The author is a UCLA geography professor. His specialty is the geophysical impacts of climate change. And, he is a scientist member of the Intergovernmental Panel for Climate Change (IPCC). His original intent when writing this book was to study such climate change impact at high Northern latitude. As he engaged into this investigation, his study became multi-dimensional as he realized there were many demographic, economic, and political issues worth studying. Thus, his resulting book addresses far more than climate change.
The author derives that our future is driven by two dominant forces: demographic growth and economic growth. Both will push upward our consumption of natural resources. And, this growth in resource consumption will butt against the constraints of resources availability.
Our demographic growth appears predictable. Relying on relevant data, the author anticipates by 2050 the World population will increase by 31% or from 7 billion currently to 9.2 billion. However, the urban component will nearly double from 3.5 to 6.4 billion. While the rural population will shrink from 3.5 to 2.8 billion. Population growth will be unevenly distributed and mainly concentrated in Third World countries. Many Third world cities will become gigantic. And, many of them will become unsustainable, chaotic, violent slums they already are today (example: Lagos in Nigeria projected to hold 16 million by 2025).
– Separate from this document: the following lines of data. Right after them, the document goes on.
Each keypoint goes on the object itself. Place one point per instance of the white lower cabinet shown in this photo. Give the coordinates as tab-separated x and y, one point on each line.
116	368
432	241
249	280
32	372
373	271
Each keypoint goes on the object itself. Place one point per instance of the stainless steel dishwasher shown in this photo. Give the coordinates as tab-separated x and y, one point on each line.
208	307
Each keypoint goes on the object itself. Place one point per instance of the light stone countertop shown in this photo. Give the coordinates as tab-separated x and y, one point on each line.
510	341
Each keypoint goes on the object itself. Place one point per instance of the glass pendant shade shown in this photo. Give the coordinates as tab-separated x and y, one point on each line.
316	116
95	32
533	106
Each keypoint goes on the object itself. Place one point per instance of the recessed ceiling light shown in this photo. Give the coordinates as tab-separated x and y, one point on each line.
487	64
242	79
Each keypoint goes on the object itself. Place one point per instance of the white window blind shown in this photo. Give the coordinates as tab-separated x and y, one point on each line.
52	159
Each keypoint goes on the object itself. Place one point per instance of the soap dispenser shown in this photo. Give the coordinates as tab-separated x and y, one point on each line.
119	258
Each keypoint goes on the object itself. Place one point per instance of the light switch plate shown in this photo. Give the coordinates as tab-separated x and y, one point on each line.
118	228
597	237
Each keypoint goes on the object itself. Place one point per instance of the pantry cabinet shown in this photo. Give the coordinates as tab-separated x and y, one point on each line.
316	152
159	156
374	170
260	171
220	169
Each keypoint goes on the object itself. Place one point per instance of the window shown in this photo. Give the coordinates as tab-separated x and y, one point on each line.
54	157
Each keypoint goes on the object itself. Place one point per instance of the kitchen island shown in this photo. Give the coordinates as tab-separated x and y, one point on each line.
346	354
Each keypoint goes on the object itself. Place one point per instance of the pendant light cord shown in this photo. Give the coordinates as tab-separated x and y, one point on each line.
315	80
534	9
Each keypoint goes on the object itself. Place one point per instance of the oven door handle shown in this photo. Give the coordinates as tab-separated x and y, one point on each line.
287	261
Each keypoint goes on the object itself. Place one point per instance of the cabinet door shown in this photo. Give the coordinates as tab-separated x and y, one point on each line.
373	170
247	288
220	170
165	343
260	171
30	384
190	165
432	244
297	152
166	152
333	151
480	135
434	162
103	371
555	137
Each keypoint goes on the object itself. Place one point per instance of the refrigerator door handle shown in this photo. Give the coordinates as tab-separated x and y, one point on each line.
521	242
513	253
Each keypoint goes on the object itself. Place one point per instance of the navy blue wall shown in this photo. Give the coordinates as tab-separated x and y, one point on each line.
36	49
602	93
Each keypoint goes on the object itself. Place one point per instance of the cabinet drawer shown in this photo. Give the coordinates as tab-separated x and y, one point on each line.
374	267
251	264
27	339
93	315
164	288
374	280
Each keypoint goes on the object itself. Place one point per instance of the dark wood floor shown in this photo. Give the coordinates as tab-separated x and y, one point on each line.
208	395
Others may emerge as the next Singapore or Hong Kong.
Another predictable pattern is that the entire world is aging. Nations will incur rising dependency ratios with more retirees per actively employed individuals. This will strain fiscal solvency due to rising entitlement costs worldwide.
Economic growth is a huge multiplier of demographic growth in terms of resource consumption. The author mentions that if the entire developing world living standard rose to the West level material consumption would skyrocket. Let's say the US, EU, Canada, Australia, New Zealand, Japan, Singapore combined have a population of 900 million. And, that the average living standard of those countries is 10 x greater than the remainder of the World (6.1 billion). If the remainder of the World catches up to the developed group, it would cause overall material consumption to increase by 4.6 times! Where would all the oil, water, food, metals come from to support such a worldwide high living standard?
That's where resource constraints kick in. He uses an interesting metric to capture that: Reserves of a given resources divided by yearly production or the R/P life index. For instance, oil has an R/P of only 42 years. That's why there is all the fuzz about Peak Oil. But, other critical resources have far shorter R/Ps. Those include many elements that are key to manufacturing our hi tech electronics (batteries, computers, screens, TVs, etc...). They include lead (R/P 22), nickel (21), silver (14), and indium only 8 years. Thus, how are we going to produce all our hi tech gear 40 years from now for a potentially far larger customer base?
The author indicates that this demographic & economic growth multiplier is a far stronger causal agent on our future than even climate change alone. That's even though the mentioned multiplier is also a cause of climate change.
Regarding resources constraints, the author pays special attention to: water. That's because the majority of the population growth will occur in developing countries who are already water stressed. They will be even more so in 2050. They will depend even more than currently on food imports for survival.
Water is not only essential for life on Earth, it is also essential for supporting energy production and industrial manufacturing. Without it, civilization grinds to a halt. This is why the author became extremely interested in the Northern latitudes (north of 45 degree).
The Northern Rim Countries (NORCs) include Northern Canada and US (Alaska), Norway, Sweden, Finland, part of Denmark, and much of Russia. This region has a very promising future on several counts. First, it will strongly benefit from climate change as the region is expected to warm substantially. The NORCs are anticipated to experience much sustainable population growth, economic development, and agricultural expansion. The NORCs also benefit from a ton of water resources that will soon be the next oil (the author calls it Blue Oil). It is likely that it will export water transfers down south through two means: one being export of foods (that the author calls virtual water trade) and the other through actual water projects (aqueducts, pipeline) as the US has already extensively developed throughout the West. Such projects linking Northern Canada to Southern Canada and the US are likely.
The NORCs have much more than water going for them. The area has huge unexploited oil reserves (Canada tar sands and Alaska North Slope) and natural gas reserves (Russia). And, the NORCs have much more than resources going for them. Those countries have economies that are very well integrated within our trading system. And, except for Russia, they are peaceful and provide much political freedom.
The NORCs represent a formidable economic region. Its GDP at $7 trillion (as defined on page 253) is half the US or the EU. It is 43% of the BRICs. And, although it is not a trading block like the EU, the NORCs have far more in common than the BRICs (that are either indifferent or antagonistic towards one another). It has also more in common than many European countries.
The NORCs (except for Russia) have empowered their respective aborigines populations through various land claims, mineral rights, treaties, and even independence (Greenland vs Denmark). See interesting map on page 212. Thus, as NORCs develop the local populations will strongly benefit. This is why for instance in Alaska, the natives are very much in favor of oil and gas exploration. The author makes a convincing case that such economic empowerment is far more enlightened than Russia's hypocritical effort to maintain their traditional way of life. That means enslaving them to a dire poverty while forbiding them from reaping any economic benefits from the land they live on.